This is one of those posts about how we migrated X from Y language to Z and all the improvements and amazing things we saw along the way. If you are triggered by this kind of post or you are a fan of Y (or some other language entirely) and are equally triggered, apologies in advance ;)

What?

So let's get started with what we did exactly. In the last couple of months we started migrating our Auth service from Node.js to Go. In order to be able to migrate this bit by bit we followed the strangler fig pattern (more on this later) and at the time of writing this document we have migrated most of the functionality already. Enough to see the benefits and start writing yet-another-I-migrated-from-x-to-y-post.

Why, Oh Why?

Several reasons, which can be summarized as:

Performance - We are seeing lots of performance improvements which will improve end user's experience and improve scalabiity while requiring fewer resources. More on this later.
Reliability - Using a compiled language should bring major reliability improvements compared to an interpreted language like JavaScript.
Decoupling from Hasura - With the rewrite we decided to decouple the Auth service from Hasura, this means the Auth service will interface directly with postgres. This shouldn't have any major impact on developers, on the contrary, it will allow users to finally be able to configure whether to use camel case or snake case.

Other less technical/more subjective reasons why we decided to migrate to Go are:

Very low entry barrier. Go is a very easy to learn programming language.
In our personal opinion, it has the perfect balance between programming speed, ease of development and performance.
For the aforementioned reasons, finding good backend engineers that can write Go effectively is easy.

Why not Rust?

I knew someone was going to ask. See previous paragraph :)

The strangler what?

Now that all the excuses are out of the way, let's start with the fun details. According to the wikipedia:

In programming, the strangler fig pattern or strangler pattern is an architectural pattern that involves wrapping old code [...] One use of this pattern is during software rewrites. Code can be divided into many small sections, wrapped with the strangler fig pattern, then that section of old code can be swapped out with new code before moving on to the next section. This is less risky and more incremental than swapping out the entire piece of software.

Let's see what this actually means. In PR #464 we added to the Auth service a Go process that simply proxied all requests. When a request would come in, it would forward the request to the Node.js process, nothing else:

Go process proxying requests towards Node.js process Go process proxying requests towards Node.js process

In the picture above a request to the endpoint /signup comes in, it is received by the Go process and forwarded to the Node.js one. The Go process doesn't really do anything with it.

Now that we have the Go process in place we can start migrating and serving endpoints one by one.
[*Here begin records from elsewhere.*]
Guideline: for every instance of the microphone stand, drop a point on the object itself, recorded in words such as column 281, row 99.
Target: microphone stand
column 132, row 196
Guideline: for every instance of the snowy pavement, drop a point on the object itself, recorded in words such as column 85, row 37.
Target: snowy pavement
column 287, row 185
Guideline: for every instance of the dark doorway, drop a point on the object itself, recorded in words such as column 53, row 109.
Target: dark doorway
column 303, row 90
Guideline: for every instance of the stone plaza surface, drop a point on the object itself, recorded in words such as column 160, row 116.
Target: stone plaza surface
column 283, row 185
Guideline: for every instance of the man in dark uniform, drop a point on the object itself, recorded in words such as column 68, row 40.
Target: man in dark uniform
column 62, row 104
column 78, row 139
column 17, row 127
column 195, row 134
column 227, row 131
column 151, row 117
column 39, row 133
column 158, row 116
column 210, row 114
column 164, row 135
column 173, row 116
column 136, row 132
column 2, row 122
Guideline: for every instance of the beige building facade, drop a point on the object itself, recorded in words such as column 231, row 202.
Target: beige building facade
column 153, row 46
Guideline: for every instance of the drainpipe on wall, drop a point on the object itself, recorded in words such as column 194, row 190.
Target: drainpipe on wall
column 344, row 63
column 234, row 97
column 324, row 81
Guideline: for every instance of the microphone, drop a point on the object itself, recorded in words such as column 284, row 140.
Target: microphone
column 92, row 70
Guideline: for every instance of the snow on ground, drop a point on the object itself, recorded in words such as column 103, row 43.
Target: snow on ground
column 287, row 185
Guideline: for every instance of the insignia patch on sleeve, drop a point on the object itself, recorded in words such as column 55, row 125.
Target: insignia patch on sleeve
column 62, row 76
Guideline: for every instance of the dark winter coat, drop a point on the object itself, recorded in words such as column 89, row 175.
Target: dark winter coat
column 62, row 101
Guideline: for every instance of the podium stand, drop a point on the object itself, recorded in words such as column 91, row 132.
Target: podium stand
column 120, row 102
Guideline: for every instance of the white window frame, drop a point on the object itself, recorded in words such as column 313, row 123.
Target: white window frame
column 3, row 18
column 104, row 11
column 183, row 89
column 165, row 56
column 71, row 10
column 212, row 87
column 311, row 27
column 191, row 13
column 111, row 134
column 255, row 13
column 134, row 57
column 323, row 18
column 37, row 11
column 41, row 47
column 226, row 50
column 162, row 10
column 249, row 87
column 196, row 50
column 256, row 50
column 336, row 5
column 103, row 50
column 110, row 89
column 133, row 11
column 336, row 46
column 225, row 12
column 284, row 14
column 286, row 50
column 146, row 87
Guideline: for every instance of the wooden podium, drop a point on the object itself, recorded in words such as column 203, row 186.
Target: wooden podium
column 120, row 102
For instance, after implementing the /signup endpoint in the Go process we can start serving it directly without any involvement from the Node.js process:

Go process serving requests Go process serving requests

At the same time, endpoints not yet migrated will still be forwarded to the Node.js process. For instance, a request to /signin would still be proxied to the Node.js process:

Go process proxying requests towards Node.js process Go process proxying requests towards Node.js process

Performance Improvements

Let's start with the elephant in the room; "wouldn't adding a second process actually demand more resources?". Yes, but:

The Go process takes ~4MB of RAM only, while the Node.js takes ~93MB so this is just a fraction of the total
The Go process only takes a few milliCPUs to proxy the request
As we will see below the net impact is almost negligible and even decreases memory consumption.

In order to perform the benchmarks we have set the following scenario:

We are using a Pro project without dedicated compute. This means half a core for each service (shared).
The project has been deployed in eu-central-1 and the tests are being executed from Stockholm, resulting in ~25ms of latency.
For each test we are going to use a different number of workers. Workers are processes that can trigger requests so if you have 100 workers that means that 100 concurrent requests will be made.
We will test Auth v0.26.0 (Node.js) against Auth v0.29.1 (Go)

Without further ado, let's see the raw results:

	Node.js (10)	Node,js (100)	Node,js (200)	Go (10)	Go (100)	Go (200)	Go (800)
requests completed	557	1582	1522	580	5312	8943	23934
avg	86.31ms	2s 690ms	6s 510ms	38.04ms	35ms	38ms	181.4ms
min	45ms	53ms	47ms	27.02ms	26ms	26ms	25.74ms
max	487ms	12s 100ms	35s 32ms	175.95ms	251ms	268ms	553.93ms
p90	148.33ms	5s 500ms	13s 880ms	44.41ms	45ms	52ms	324.89ms
p95	256.85ms	6s 800ms	16s 490ms	48.04ms	54ms	71ms	356.94ms
peak memory	141	141	144	97	97	97	110

There is a lot to unpack here, let's start by looking at the data for 10 workers. As you can see both processes completed almost the same number of requests in 60s, however, latency metrics are vastly better on the Go case. While the P95 (the latency most of your end users will experience) was ~250ms, in the Go case the latency was merely 48ms.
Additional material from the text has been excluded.